Overtime scholars have willfully studied the works of many artists and writers of the Victorian Era, in which they were known for their skillful portrayals of life around them. Artists and writers like Dante Gabriel Rossetti and William Hogarth presented society with the ideal man or woman through their own perspectives. Common themes revolved around societal issues in need of progress, one of those being prostitution. What are deemed as surprising are the many male artists and writers who acted as mere narrators for women through their works. Countless infamous paintings, passages, and poems depict various females dwelling in shame and misfortune. These works portray women being turned away from their homes, floating to shore after commits of suicide, posing in flashy clothing that suggests promiscuity, etc.  Most of these portrayals are construed through male perceptions of women during the Victorian Period.

During the mid-1800s Dante Gabriel Rossetti wrote a long, detailed poem, “Jenny”, in which a male companion articulates his sympathy for a “fallen” woman of damnation. However, in his attempt to sympathize with the young prostitute through words of sheer comfort, he acknowledges the many faults that have led to her disgrace, painting her as nothing more than an utter distress.

In the early 1700s William Hogarth constructed two artworks, titled ‘Before’ and ‘After’ in which a man and a woman are obliviously having a love affair far off into the woods. As the male inconsiderably courts the female in the ‘Before’ painting her legs lay sprawled along the ground in the ‘After’ painting, exposing her undergarments with the indication that she has given up her most prized possession. Much like Rossetti’s “Jenny”, Hogarth has presented society with yet another male depiction of women.

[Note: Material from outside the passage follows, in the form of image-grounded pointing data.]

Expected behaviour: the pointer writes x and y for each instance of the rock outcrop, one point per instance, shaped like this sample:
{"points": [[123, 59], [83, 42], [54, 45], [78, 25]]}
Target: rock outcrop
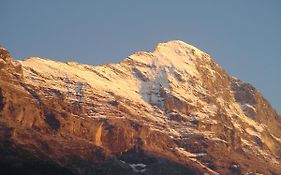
{"points": [[170, 111]]}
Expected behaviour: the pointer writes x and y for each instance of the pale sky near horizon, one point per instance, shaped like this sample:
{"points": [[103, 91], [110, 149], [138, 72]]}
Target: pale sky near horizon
{"points": [[244, 37]]}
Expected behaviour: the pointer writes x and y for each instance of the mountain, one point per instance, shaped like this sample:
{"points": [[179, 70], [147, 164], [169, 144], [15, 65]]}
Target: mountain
{"points": [[172, 111]]}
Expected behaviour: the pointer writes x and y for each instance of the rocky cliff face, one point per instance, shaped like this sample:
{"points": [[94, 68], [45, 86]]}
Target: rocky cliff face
{"points": [[170, 111]]}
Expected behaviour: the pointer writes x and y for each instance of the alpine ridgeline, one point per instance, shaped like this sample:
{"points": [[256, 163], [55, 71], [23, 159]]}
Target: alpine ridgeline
{"points": [[173, 111]]}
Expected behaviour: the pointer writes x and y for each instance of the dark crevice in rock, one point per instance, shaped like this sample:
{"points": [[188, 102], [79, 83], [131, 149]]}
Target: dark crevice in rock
{"points": [[52, 121], [33, 93]]}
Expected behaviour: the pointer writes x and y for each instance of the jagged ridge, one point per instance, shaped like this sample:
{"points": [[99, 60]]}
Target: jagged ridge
{"points": [[174, 103]]}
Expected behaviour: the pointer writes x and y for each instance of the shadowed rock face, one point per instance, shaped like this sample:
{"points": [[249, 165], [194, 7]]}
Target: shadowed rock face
{"points": [[170, 111]]}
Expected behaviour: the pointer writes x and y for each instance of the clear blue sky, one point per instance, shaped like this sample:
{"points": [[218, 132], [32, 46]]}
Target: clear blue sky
{"points": [[243, 36]]}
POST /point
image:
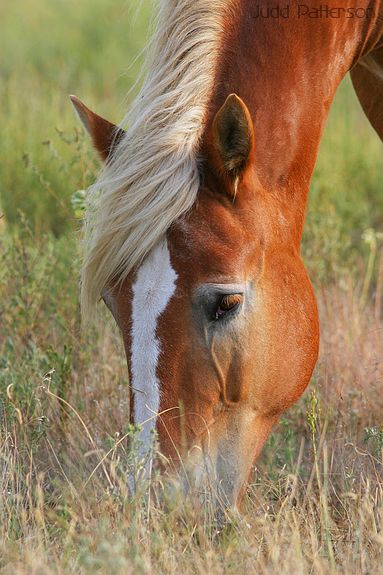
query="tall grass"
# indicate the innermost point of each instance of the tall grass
(315, 502)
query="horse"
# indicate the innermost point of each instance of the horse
(194, 225)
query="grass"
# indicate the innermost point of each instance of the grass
(315, 501)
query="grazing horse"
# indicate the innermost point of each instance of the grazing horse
(195, 223)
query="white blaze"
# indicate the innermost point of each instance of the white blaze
(154, 286)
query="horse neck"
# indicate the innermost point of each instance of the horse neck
(287, 71)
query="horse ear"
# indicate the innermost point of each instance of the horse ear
(104, 134)
(232, 139)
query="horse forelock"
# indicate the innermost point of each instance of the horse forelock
(153, 177)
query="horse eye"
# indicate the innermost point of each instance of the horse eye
(226, 304)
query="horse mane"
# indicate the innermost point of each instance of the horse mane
(153, 177)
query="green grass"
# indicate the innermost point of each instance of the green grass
(315, 502)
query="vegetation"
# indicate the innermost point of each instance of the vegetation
(315, 503)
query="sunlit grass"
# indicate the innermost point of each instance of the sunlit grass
(314, 504)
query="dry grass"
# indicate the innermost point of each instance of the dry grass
(314, 506)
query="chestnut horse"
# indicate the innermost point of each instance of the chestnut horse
(195, 223)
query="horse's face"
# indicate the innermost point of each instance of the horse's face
(220, 321)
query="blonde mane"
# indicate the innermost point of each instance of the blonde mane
(153, 178)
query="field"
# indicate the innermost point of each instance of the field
(315, 504)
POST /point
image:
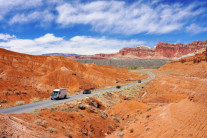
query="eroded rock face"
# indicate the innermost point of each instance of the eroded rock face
(23, 77)
(161, 51)
(168, 50)
(139, 52)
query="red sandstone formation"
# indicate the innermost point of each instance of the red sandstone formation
(161, 51)
(24, 77)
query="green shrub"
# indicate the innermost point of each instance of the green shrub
(35, 100)
(19, 103)
(4, 101)
(37, 122)
(52, 130)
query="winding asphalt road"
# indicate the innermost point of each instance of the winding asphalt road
(48, 103)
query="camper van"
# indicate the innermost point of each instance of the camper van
(59, 94)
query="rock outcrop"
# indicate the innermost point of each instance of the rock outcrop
(170, 51)
(24, 77)
(161, 51)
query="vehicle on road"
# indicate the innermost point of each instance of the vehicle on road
(87, 91)
(59, 94)
(118, 86)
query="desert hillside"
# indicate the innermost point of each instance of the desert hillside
(24, 77)
(174, 104)
(160, 51)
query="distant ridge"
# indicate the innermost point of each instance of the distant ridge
(59, 54)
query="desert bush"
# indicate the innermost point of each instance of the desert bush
(17, 93)
(148, 109)
(63, 109)
(4, 101)
(35, 100)
(121, 128)
(19, 103)
(120, 134)
(6, 93)
(43, 124)
(81, 106)
(70, 115)
(131, 130)
(52, 130)
(84, 131)
(111, 127)
(148, 116)
(68, 134)
(24, 92)
(72, 109)
(116, 119)
(53, 107)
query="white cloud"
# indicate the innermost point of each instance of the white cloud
(6, 36)
(195, 29)
(48, 38)
(6, 6)
(118, 17)
(78, 44)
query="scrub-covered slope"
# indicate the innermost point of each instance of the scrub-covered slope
(24, 77)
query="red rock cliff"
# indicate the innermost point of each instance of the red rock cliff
(161, 51)
(168, 50)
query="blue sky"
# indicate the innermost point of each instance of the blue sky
(89, 26)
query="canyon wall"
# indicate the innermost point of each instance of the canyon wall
(161, 51)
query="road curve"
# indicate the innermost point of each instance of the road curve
(47, 103)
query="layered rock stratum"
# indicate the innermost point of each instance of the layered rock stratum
(160, 51)
(24, 77)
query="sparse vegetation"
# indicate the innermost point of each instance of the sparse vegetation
(6, 93)
(24, 92)
(116, 119)
(111, 127)
(120, 134)
(35, 100)
(121, 128)
(131, 130)
(19, 103)
(53, 107)
(4, 101)
(17, 93)
(148, 116)
(68, 134)
(52, 130)
(43, 124)
(148, 109)
(70, 115)
(81, 106)
(37, 122)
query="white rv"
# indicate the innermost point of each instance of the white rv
(59, 94)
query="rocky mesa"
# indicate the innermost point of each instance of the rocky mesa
(160, 51)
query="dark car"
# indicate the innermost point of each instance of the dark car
(118, 86)
(87, 91)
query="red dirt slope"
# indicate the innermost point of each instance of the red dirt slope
(23, 77)
(177, 98)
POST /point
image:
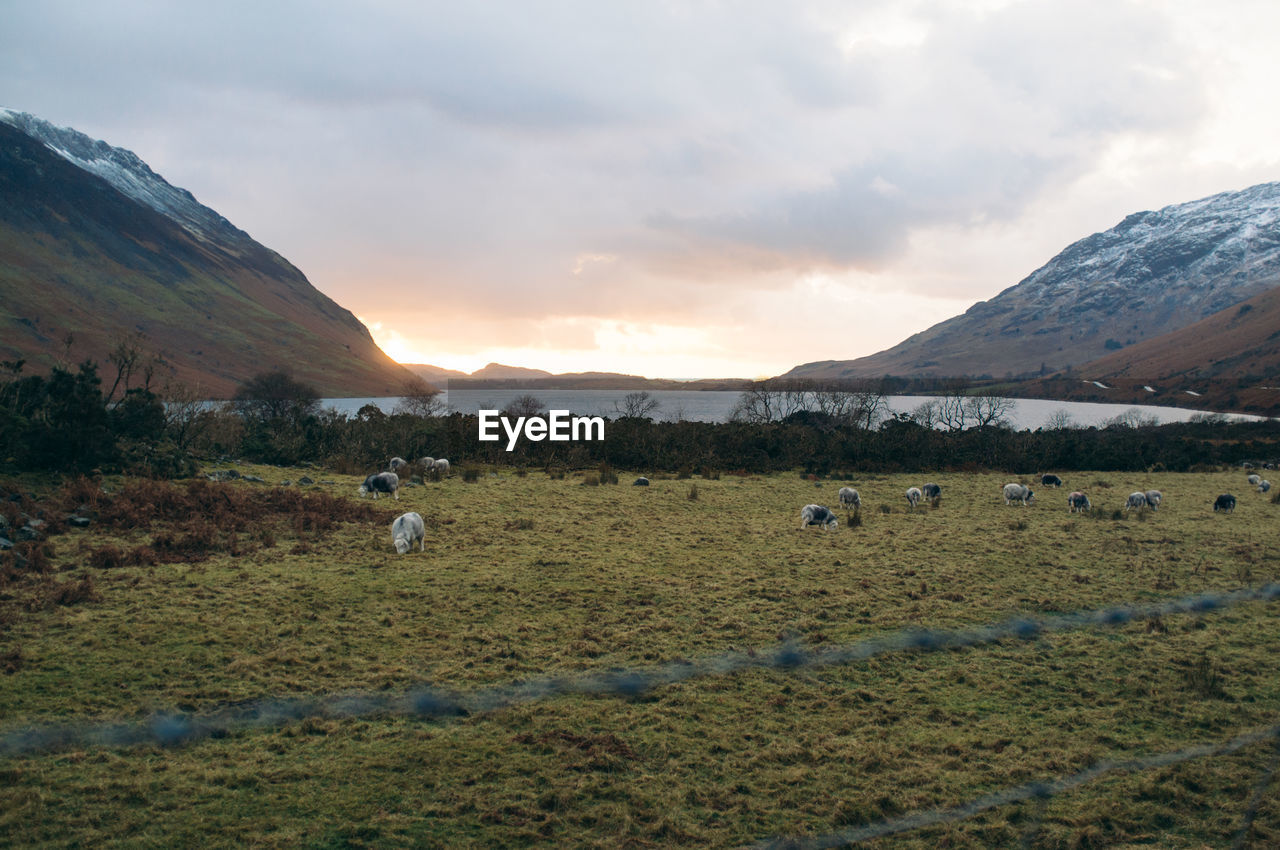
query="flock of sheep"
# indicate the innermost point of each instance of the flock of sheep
(823, 517)
(408, 528)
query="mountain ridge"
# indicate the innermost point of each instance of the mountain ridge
(83, 257)
(1150, 274)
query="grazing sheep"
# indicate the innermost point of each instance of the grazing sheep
(1137, 501)
(1019, 493)
(817, 515)
(406, 529)
(380, 483)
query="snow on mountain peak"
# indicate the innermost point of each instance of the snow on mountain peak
(128, 174)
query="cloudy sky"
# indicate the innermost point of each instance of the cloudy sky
(663, 188)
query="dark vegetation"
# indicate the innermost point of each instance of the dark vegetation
(65, 423)
(167, 522)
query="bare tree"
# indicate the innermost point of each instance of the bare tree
(952, 412)
(129, 355)
(1132, 417)
(927, 414)
(187, 412)
(768, 401)
(636, 405)
(988, 408)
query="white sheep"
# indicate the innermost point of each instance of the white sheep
(817, 515)
(407, 529)
(1019, 493)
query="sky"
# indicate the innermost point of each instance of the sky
(673, 190)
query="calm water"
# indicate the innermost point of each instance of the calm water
(713, 406)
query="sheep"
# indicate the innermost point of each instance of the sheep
(380, 483)
(406, 529)
(817, 515)
(1019, 493)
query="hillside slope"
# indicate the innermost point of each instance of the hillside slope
(82, 256)
(1228, 361)
(1151, 274)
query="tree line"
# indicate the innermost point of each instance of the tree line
(65, 421)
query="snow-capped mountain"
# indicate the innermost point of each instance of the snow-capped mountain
(129, 176)
(95, 246)
(1151, 274)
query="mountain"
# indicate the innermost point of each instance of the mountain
(1151, 274)
(1228, 361)
(97, 246)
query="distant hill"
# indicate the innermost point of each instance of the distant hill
(434, 374)
(497, 371)
(1151, 274)
(96, 245)
(499, 376)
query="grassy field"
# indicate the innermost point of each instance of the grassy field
(528, 576)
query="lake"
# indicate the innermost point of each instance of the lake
(714, 406)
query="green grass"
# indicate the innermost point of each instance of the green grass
(528, 576)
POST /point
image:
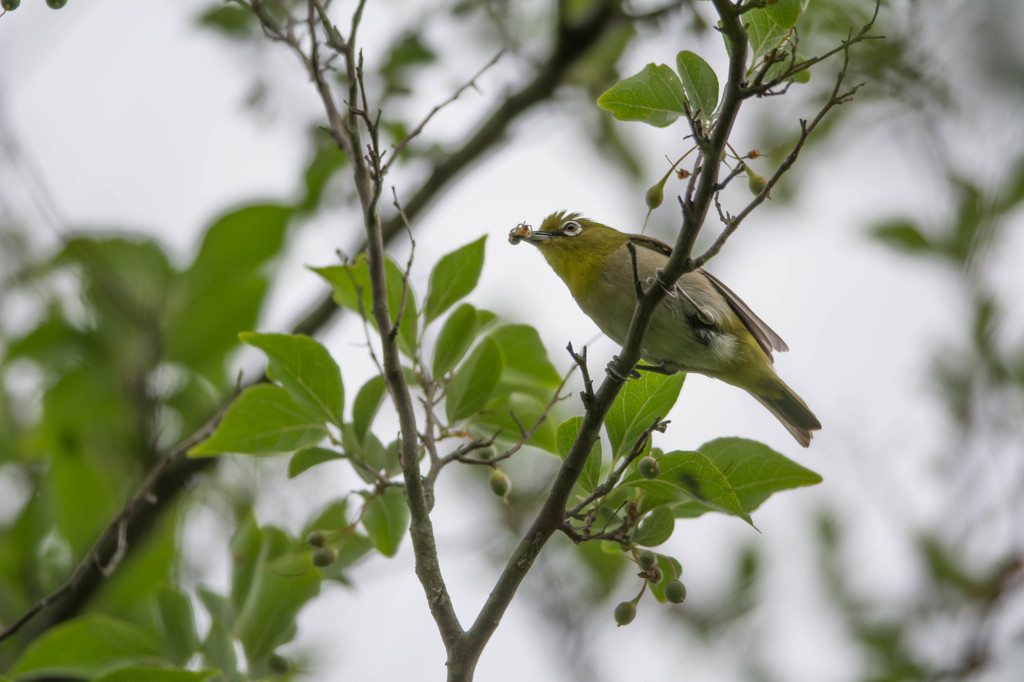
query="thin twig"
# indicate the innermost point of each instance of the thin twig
(118, 524)
(471, 83)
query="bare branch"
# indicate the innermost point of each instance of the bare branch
(471, 83)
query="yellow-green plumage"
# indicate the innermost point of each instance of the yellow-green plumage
(699, 327)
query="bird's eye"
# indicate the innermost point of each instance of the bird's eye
(571, 227)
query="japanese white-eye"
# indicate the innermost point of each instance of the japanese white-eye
(700, 326)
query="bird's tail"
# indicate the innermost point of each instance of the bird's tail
(791, 410)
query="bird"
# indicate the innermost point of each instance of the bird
(700, 326)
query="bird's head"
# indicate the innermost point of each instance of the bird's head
(574, 247)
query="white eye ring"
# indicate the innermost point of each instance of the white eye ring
(571, 227)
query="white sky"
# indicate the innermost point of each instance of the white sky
(136, 121)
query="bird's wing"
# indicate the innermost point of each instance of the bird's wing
(766, 338)
(764, 335)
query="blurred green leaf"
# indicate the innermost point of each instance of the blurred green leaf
(229, 19)
(474, 381)
(87, 646)
(263, 420)
(386, 519)
(157, 675)
(564, 437)
(352, 290)
(246, 547)
(280, 589)
(763, 34)
(526, 366)
(306, 458)
(455, 339)
(306, 371)
(220, 295)
(368, 401)
(328, 159)
(754, 472)
(902, 236)
(637, 406)
(454, 278)
(654, 96)
(784, 12)
(217, 605)
(176, 626)
(699, 84)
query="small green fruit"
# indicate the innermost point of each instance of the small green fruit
(648, 467)
(324, 557)
(675, 592)
(655, 196)
(500, 483)
(756, 182)
(646, 559)
(625, 612)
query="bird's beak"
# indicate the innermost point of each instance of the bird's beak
(524, 231)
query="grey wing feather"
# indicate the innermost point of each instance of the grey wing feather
(766, 338)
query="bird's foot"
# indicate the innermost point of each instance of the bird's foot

Unfortunately, there are many additional images that have not only represented women as weak-minded creatures, but also as unequal to men in general. These historical pictures and writings are simple truths and evidence that women have always been represented as negative beings. In works like those of Hogarth’s and Rossetti’s the men are usually the victims, the witnesses, the saviours, or simply the ignored. Sadly enough, years after the Victorian era women are still represented the same way and that is a ruin.